Donc, cette discussion n'est pas nouvelle au
Québec, le rapport Godbout a amené cette problématique vers une réalité pratique et, encore une fois, la
préoccupation de préserver la progressivité du système. En pratique, évidemment, il est difficile de hausser de plus
de 11 % la TPS, compte tenu de
notre environnement nord-américain, notamment avec notre proximité géographique avec l'Ontario. Donc, il
y a des réserves sur ce qu'on peut
faire entre baisser les impôts et hausser
les taxes sur la consommation, qui non
seulement, en plus, offre un plus
grand effort de travail, mais permet aussi d'accroître l'épargne, qui
était aussi un des objectifs rencontrés par le rapport.
Il faut donc
compenser la baisse des impôts par le recours à des tarifs si on ne peut pas
aller très loin avec la TPS, et le
tarif est une façon équitable, efficace de financer les services publics. Et je
vous renvoie à une commission que j'ai moi-même présidée en 2008 sur la tarification,
elle demande à celui qui utilise davantage de services que d'autres de contribuer davantage. Donc, c'est à la fois
efficace parce que les gens se demandent, s'ils ont à payer... lorsqu'ils
ont à payer un prix pour un service,
ils se demandent s'ils veulent vraiment ce service.
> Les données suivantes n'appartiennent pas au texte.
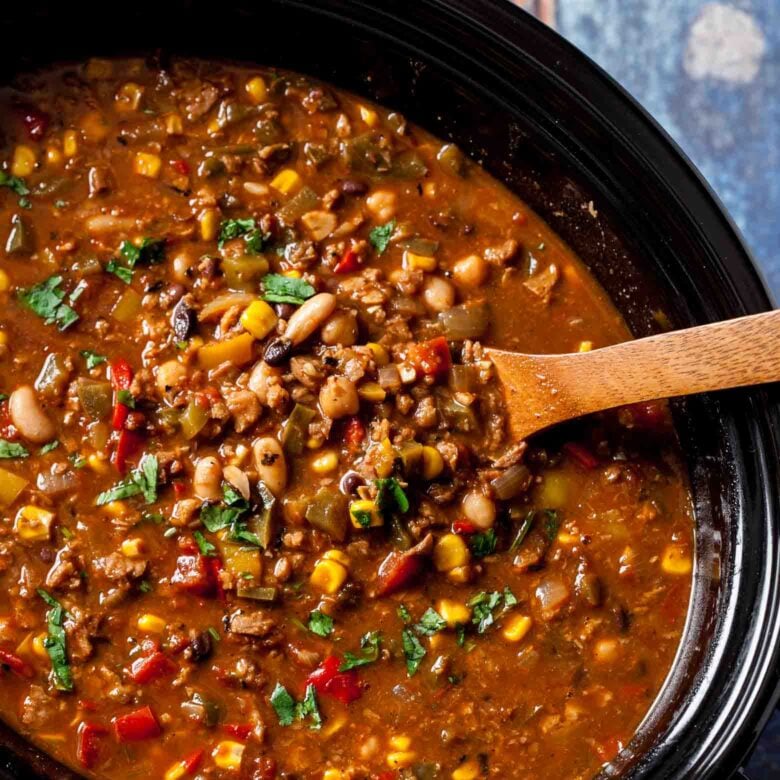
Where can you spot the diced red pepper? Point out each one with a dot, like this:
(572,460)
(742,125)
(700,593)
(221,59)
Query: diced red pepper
(350,261)
(15,664)
(88,744)
(127,445)
(238,730)
(398,571)
(583,456)
(464,527)
(354,432)
(194,575)
(431,358)
(137,725)
(151,667)
(328,680)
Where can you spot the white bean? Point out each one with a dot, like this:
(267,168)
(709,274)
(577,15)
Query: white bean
(438,294)
(309,317)
(479,509)
(207,481)
(338,397)
(29,417)
(271,464)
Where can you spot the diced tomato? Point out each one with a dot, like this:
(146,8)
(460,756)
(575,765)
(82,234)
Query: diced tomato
(88,744)
(398,571)
(583,456)
(15,664)
(354,432)
(152,667)
(431,358)
(127,445)
(194,575)
(350,261)
(328,680)
(137,725)
(238,730)
(181,166)
(463,527)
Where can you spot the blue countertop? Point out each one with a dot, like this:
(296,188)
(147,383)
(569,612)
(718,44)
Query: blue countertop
(709,72)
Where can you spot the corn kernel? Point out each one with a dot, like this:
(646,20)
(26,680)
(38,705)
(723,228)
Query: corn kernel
(328,576)
(401,759)
(23,162)
(450,552)
(381,357)
(128,97)
(148,165)
(468,771)
(369,116)
(454,612)
(53,157)
(372,392)
(412,260)
(325,462)
(365,509)
(33,524)
(433,463)
(133,548)
(286,181)
(227,754)
(259,319)
(400,742)
(152,624)
(209,220)
(517,627)
(38,647)
(256,89)
(70,143)
(173,124)
(675,560)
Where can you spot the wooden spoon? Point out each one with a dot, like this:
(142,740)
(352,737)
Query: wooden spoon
(542,390)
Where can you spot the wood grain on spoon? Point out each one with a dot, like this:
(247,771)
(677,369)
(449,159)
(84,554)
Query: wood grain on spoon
(542,390)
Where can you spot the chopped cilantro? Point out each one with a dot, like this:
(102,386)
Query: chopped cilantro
(369,645)
(320,623)
(9,449)
(380,236)
(413,651)
(285,289)
(92,359)
(45,299)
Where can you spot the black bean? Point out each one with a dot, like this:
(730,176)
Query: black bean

Et il est équitable dans le sens que
celui qui utilise le service devrait payer un peu plus que les autres qui y
contribuent.
Alors, ce
n'est pas nécessairement au plein prix. On a bien vu ça avec les services de
garde, la tarification des services de garde, on a vraiment
modulé en fonction des revenus. Et
ça, ça se justifie lorsqu'il y a des externalités positives, comme c'était le cas dans les personnes à faibles
revenus, qui, à ce moment-là, étaient incitées à retourner sur le marché
du travail avec une tarification
relativement moins élevée, et ces gens-là, bien, au lieu d'être à la solde de
l'État à peu près pour l'ensemble de
leur activité, bien, devenaient un peu indépendants et même contribuaient
auprès de l'État, en fait, essentiellement. Donc, c'est quelque chose
d'important, et on a aussi modulé en fonction des revenus plus élevés, où eux avaient une contribution plus élevée parce
qu'il n'y a pas d'externalités pour eux, ils ne se posent pas la question
si on va rester sur le marché du travail ou
non. Donc, les tarifs, c'est quelque chose d'intéressant à cet égard, et je
vous rappelle que les deux
commissions, la commission sur la fiscalité et le rapport Robillard, la
commission Robillard, recommandaient exactement
la même chose, ce qui, malheureusement, n'a pas été retenu par le gouvernement.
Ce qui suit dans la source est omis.